„Eigentlich muß ja doch was dran sein…“
Ich habe gerade mein dreizehnwöchiges Schulpraktikum an einem Gymnasium in Baden-Württemberg gemacht, wo ich von einigen Schülerinnen der Jahrgangsstufe 13 gebeten wurde, im Religionsunterricht etwas über Taizé zu erzählen. Also habe ich diesem Kurs (von dem nur ein paar Leute schon etwas über Taizé gehört hatten), zunächst die Empfangszettel ausgeteilt, und, wie in Taizé, den Empfang gehalten. Nachdem die Schüler dazu Fragen stellen konnten, habe ich die Entstehung, Lage und Idee von Taizé erzählt und einige Folien mit typischen Bildern gezeigt. (Postkarten von Gebeten, Essensschlange etc.) Im Anschluß daran haben wir uns einige Lieder angehört (für ein richtiges Gebet fehlte leider die Zeit).

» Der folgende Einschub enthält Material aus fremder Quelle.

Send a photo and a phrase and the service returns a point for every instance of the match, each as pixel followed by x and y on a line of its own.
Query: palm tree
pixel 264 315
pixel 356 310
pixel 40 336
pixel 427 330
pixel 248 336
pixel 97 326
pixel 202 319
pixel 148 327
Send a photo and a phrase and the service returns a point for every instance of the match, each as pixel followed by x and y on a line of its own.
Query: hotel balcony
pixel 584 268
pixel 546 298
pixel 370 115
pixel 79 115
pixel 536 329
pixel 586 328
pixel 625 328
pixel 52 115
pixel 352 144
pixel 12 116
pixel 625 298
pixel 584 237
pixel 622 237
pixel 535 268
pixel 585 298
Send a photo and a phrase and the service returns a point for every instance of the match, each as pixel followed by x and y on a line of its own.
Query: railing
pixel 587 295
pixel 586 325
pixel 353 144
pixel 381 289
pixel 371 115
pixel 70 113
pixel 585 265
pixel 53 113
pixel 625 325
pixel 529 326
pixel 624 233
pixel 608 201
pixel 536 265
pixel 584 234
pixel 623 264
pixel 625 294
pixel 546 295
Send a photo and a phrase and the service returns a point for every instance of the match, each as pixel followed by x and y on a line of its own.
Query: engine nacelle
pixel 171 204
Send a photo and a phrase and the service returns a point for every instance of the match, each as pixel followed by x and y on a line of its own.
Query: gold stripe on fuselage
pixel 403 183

Am Schluß der Stunde gab ich den Schülern die Gelegenheit meine eigenen Fotoalben anzusehen und Fragen zu stellen. Ich war erstaunt, wie viele interessierte Rückfragen von den Schülern, auch von denen, die normalerweise nicht sonderlich interessiert an Religion waren, kamen. Ein Schüler, der, immer wieder betonte, ein „totaler Atheist“ zu sein, meinte sehr ernsthaft: Eigentlich muß ja doch was an Religion dran sein, wenn so viele Menschen aus aller Welt nur deswegen in ein winziges französisches Dörfchen kommen.“
Meine anfängliche Befürchtung, daß ich mit dieser Stunde nur einige Interessierte ansprechen würde, während die anderen bei einer Stunde ohne Abi-Stoff abschalten, hat sich also sehr schnell gelegt. Viele dieser Schüler haben mich sogar sofort um Anmeldefomulare gebeten.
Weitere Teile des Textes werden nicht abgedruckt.